Croatia’s Covid caseloads continue their fall after peaking in January

NEWS 03.03.202215:02 0 komentara
Pixabay / Ilustracija

Croatia's health authorities reported on Thursday that 1,625 new cases of the coronavirus and 23 Covid-related deaths have been recorded in the country over the previous 24 hours.

The figures seem to indicate that caseloads continue to drop following the most recent wave, which was fueled by the more contagious Omicron variant and which peaked in January. The rolling seven-day case count now stands at 10,411, the lowest it has been since mid-October, and around 40 percent down from the previous seven-day period which saw 17,634 confirmed cases.

The death count is also falling, with 181 deaths over the past seven days, compared to 285 during the week prior.

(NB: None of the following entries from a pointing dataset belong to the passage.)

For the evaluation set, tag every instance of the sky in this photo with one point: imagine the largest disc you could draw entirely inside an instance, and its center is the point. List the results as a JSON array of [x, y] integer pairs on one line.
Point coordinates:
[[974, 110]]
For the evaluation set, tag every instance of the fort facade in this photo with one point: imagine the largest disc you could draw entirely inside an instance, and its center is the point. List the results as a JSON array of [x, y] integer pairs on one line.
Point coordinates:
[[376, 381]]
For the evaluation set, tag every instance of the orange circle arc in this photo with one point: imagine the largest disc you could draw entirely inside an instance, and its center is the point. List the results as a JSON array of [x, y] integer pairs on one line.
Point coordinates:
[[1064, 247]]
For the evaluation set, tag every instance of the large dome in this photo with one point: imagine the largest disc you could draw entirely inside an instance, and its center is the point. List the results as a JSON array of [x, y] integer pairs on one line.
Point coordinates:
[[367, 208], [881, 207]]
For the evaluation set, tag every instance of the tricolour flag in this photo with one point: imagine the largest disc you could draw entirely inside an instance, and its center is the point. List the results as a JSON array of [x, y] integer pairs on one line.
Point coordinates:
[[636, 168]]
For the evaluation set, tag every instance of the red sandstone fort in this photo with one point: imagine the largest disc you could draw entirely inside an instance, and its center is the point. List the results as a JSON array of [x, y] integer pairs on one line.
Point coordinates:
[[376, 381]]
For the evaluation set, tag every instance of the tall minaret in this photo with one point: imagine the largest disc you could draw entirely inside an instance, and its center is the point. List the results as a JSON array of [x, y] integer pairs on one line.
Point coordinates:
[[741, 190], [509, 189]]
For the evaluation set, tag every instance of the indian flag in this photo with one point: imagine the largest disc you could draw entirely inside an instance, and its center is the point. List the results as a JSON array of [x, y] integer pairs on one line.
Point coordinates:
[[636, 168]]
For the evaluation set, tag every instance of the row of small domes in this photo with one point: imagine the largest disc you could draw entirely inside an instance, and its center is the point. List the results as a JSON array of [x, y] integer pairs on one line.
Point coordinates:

As of Thursday, there were 12,041 active cases in the country, including 1,130 Covid patients in hospital care. To date, Croatia has registered a little over a million of coronavirus cases, and the total pandemic-related death toll now stands at 15,145. This amounts to an average of 20 deaths per day since the first case was detected in the country on February 25, 2020.

Meanwhile, 2.3 million Croatians have received at least one shot of any Covid-19 vaccine so far, which translates to 56.8 percent of the country’s entire population, according to calculations released by health authorities, which project the current population to total little under 4.1 million – even though the latest 2021 census figures released in January by the state statistics bureau put the current population size at 3.88 million.

Some 2.23 million Croatians have been fully immunized against the disease to date, which health services claim translates to around 65.5 percent of adults, implying that there are currently 3.4 million adults living in the country.

The daily figures come from official reports which only account for cases confirmed by PCR tests and which are reported daily to the World Health Organization and other international agencies. Positive results detected via rapid antigen testing, including at-home tests, are reported and tracked via a separate registry which are sometimes leaked to the local media and get conflated with official figures.